Saturday, June 22, 2013

Movie Review: The Words

We play fast and loose with the word "review" around here.  As with the Castle episode I wrote about, I will probably use multiple bullet points because I'm too enraged to deal with whole paragraphs.  Also, as with that episode, this contains spoilers.  Cross the River to read all about it.

Let's get a couple of things straight first:
  • I love Jeremy Irons.
  • I love Ben Barnes.
  • I did not love this movie.
I wanted to like this movie.  Really, I did.  As both a teacher and a writer, I was intrigued by the storyline (guy finds long-lost manuscript, publishes it as his own, hilarity ensues).  Yeah, except that's not exactly the storyline.  Not really.  Maybe a tiny bit, like one-third.  Dammit, I was told there would be no math!

In the long tradition of framed narratives (Wuthering Heights, The Princess Bride), The Words breaks down like this:
  • It's a movie about a man who wrote a book
    • about a man struggling to write a book who finds a long-lost manuscript
      • from a man struggling to write a book who writes a book about his life (see above:  "long-lost manuscript")
Confused, yet?  Too bad.  While trying to describe it in words is like a bad M.C. Escher painting, the movie itself is not confusing visually; it was never unclear (to me) which "frame" of the narrative we were watching. The frames are not the problem (even though they're just a gimmick).  The problem is what happens in the frames.
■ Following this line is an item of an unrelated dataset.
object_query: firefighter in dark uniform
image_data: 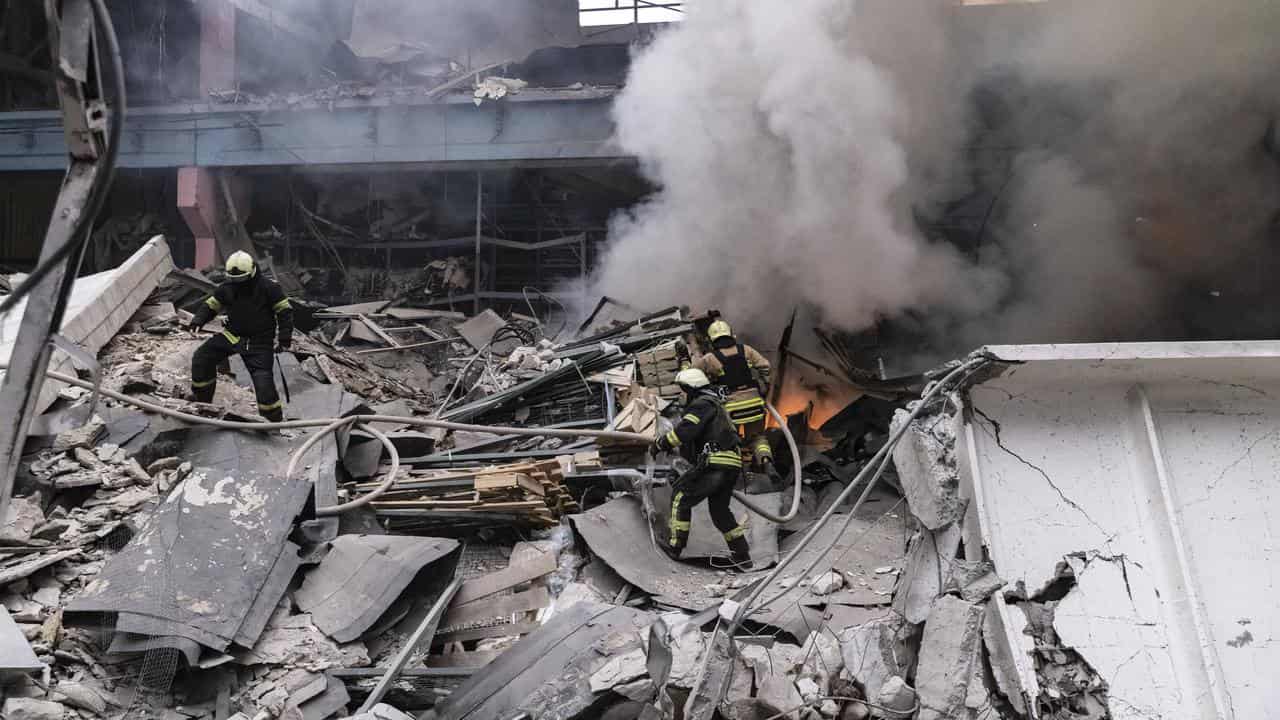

"What happens in the frames??" you're asking, with all the intensity of Brad Pitt in Se7en.  Every fucking writing cliché and trite bit movie-and-novel dialogue, that's what happens.  Let's break it down bullet-point style:
  • Dad telling Son "that's what it means to be a man" (pardon me while I vomit)
  • Young artistic couple honeymooning in Paris (of course)
  • A cough indicating that a character is going to die in the next scene
  • A cry indicating that at character is going to die in the next scene
  • Writers struggling to write for years at a time (and they can only write at night "when the city is finally quiet")
  • Other writers "pouring out" their words in an unstoppable two-week stream (when did he eat?  or pee??)
All of the things in quotation marks are actual lines from the movie.  Hell, they should have just called the whole thing "What Not to Do in Your Book or Movie."

I think it's the book part that makes it all so bad.  As we move through the different frames, one of the authors is often "narrating" his book (voice over), so he's reading to you these trite pieces of tripe (see what I did there?) that he has supposedly published, so even the description of these pat events is stereotypical and bland.  Oh, and yes, it's always a he.  All of the writers are he's; the women are relegated to being vaguely muse-like sex objects with tinges of selfishness.

While we're on the subject, let's talk about the women for a minute.  Zoe Saldana's character has some of the worst, most selfish lines.  As her struggling-writer husband is having one of his many existential crises, she always comes back with "How is that supposed to make me feel?" and "Did you even think about me while you were doing that?"  I'm not paraphrasing; those are actual pieces of dialogue.  When she's not trying to bring every conversation back to herself, her character is used for various sex/love scenes with struggling-writer-husband, scenes in garages and tiny kitchens which had a very "pottery wheel scene in Ghost" feel about them.

Then there's the French wife, wife of the third-frame husband.  Since she's French, she doesn't say much to us.  She doesn't even get the benefit of being a selfish wife; she's solely used for sex/love scenes which parallel Zoe Saldana's and Bradley Cooper's sex/love scenes in a move that is supposed to be clever, but just comes across at best as cheesy and, at worst, utterly predictable and cliched.

Then there's Olivia Wilde.  Oh, Olivia Wilde.  How can anyone not love you?  Unfortunately, this script did you no favors.  She's an author "groupie," stalking Dennis Quaid.  Dennis Quaid's outer frame serves no real purpose in this film, so his storyline is isn't really a storyline, but just some expository details that Olivia Wilde spits out to prove that she "knows" him.  At the end, Dennis Quaid is too wrapped up in his own story and engrossed with his own fiction that he (are you ready for this??) turns down sex with Olivia Wilde.

What the fuck kind of movie is this???

Sure it has some good lines, like Jeremy Irons talking about living with pain, or the story he wrote which "some little shit found and published."  Dennis Quaid has his own weak epiphany towards the end when he says, "At some point, you have to choose between life and fiction. The two are very close, but they never actually touch."  Sorry, Dennis.  Normally, I will pick fiction every time, but this movie proved me wrong.  If our choices are life or this "fiction" piece of layered crap, I will pick real life.  At least my own dialogue doesn't suck as much as this waste of a movie.